Added Mary O'Herron, a retired rural letter carrier: "But Scott Walker has organized us."
At the Republican headquarters, Waller sees a similar dynamic on the GOP side.
"In my 10 years here, I've never seen anything like this so early — energized people, and a great base that's started working now," she said.
All of this has set up not only a battle royale in June for the governor's office, but another in the fall when control of the state Legislature (not to mention the White House) will be up for grabs.
"My opinion is that there are virtually no undecided voters left in the state," Taylor, the Waukesha GOP chairman, said during lunch across the street from his family-founded-and-operated Waukesha State Bank.
"We're not trying to convince anyone," he said. "Our focus is trying to get people to the polls."
Walker Challenges: Voting Booth And Investigation
Four Democrats are vying to take on the governor in June. They include Milwaukee Mayor Tom Barrett, who lost to Walker in a close race in 2010, and Kathleen Falk, a union favorite. They'll compete in a May 8 primary.
Three Republican legislators also face recall; a fourth targeted for recall has opted not to run.
Walker also continues to be shadowed by a grand jury investigation into his time as Milwaukee County executive. A half-dozen of his former aides have already been charged in the "John Doe" probe, which focuses on allegations that political work was done on the taxpayers' dime while Walker served as county executive.
Walker recently set up his own legal defense fund, while asserting publicly that he has been cooperating with the investigation. He's also defending the state's economic performance during his time in office. Though Wisconsin's unemployment rate has declined to 6.9 percent from a high of 9.2 percent as recently as January 2010, it had the worst job creation performance in the nation in 2011.
Taylor insists he's not worried about how Walker will fare in June.
"I'm confident because he has faith in the Lord," Taylor said. "Scott is very close to the Lord. I love the Lord, too, but I don't think I could be as fearless as Scott."
High Stakes, Spotlight On State
Waller and activists on the other side of the political divide know how high the political stakes are in Wisconsin, which is awash in big national money bankrolling both pro- and anti-Walker efforts.
"We understand that what's happening here is an example for both sides," Waller says. "We understand that however this state goes, so goes the rest of the country."
Walker last year pushed through what he called a "budget repair bill" that eliminated most public-sector union collective bargaining rights. In doing so he became both a national conservative icon and the bete noire of unions representing teachers and state workers hardest hit by the new law. (Walker exempted firefighters and law enforcement workers from the collective bargaining rollbacks.)

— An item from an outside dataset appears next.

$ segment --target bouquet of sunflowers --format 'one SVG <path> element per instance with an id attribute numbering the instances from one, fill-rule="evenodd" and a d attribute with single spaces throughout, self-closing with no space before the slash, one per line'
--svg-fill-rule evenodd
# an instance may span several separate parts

"The Koch brothers think they have a protege in Walker," says Kristin Hansen, a volunteer for President Obama's re-election effort in Waukesha County, referring to the wealthy anti-union industrialists who are big financial backers of the governor and the Tea Party movement.
"There's a Republican attack on Wisconsin," says Hansen, who works for the Wisconsin affiliate of the American Civil Liberties Union. "You try not to get paranoid, but they're attacking unions here, voter identification laws, women's rights."
"But we don't feel helpless," she said. "The organization surrounding the recall has meant that hundreds of people are involved who probably weren't involved before."
The Republican presidential primary, meanwhile, has failed to ignite the imagination of local party stalwarts.
"I do detect among my conservative friend passive support for whoever gets the nomination," Taylor, the county GOP chairman, said. But it will be the question over who will retain, or gain, control of the state Legislature that will animate the fall campaign season.
"I expect lots of enthusiasm and enormous turnout," Taylor said. "And, as a sideline, they're going to vote for president."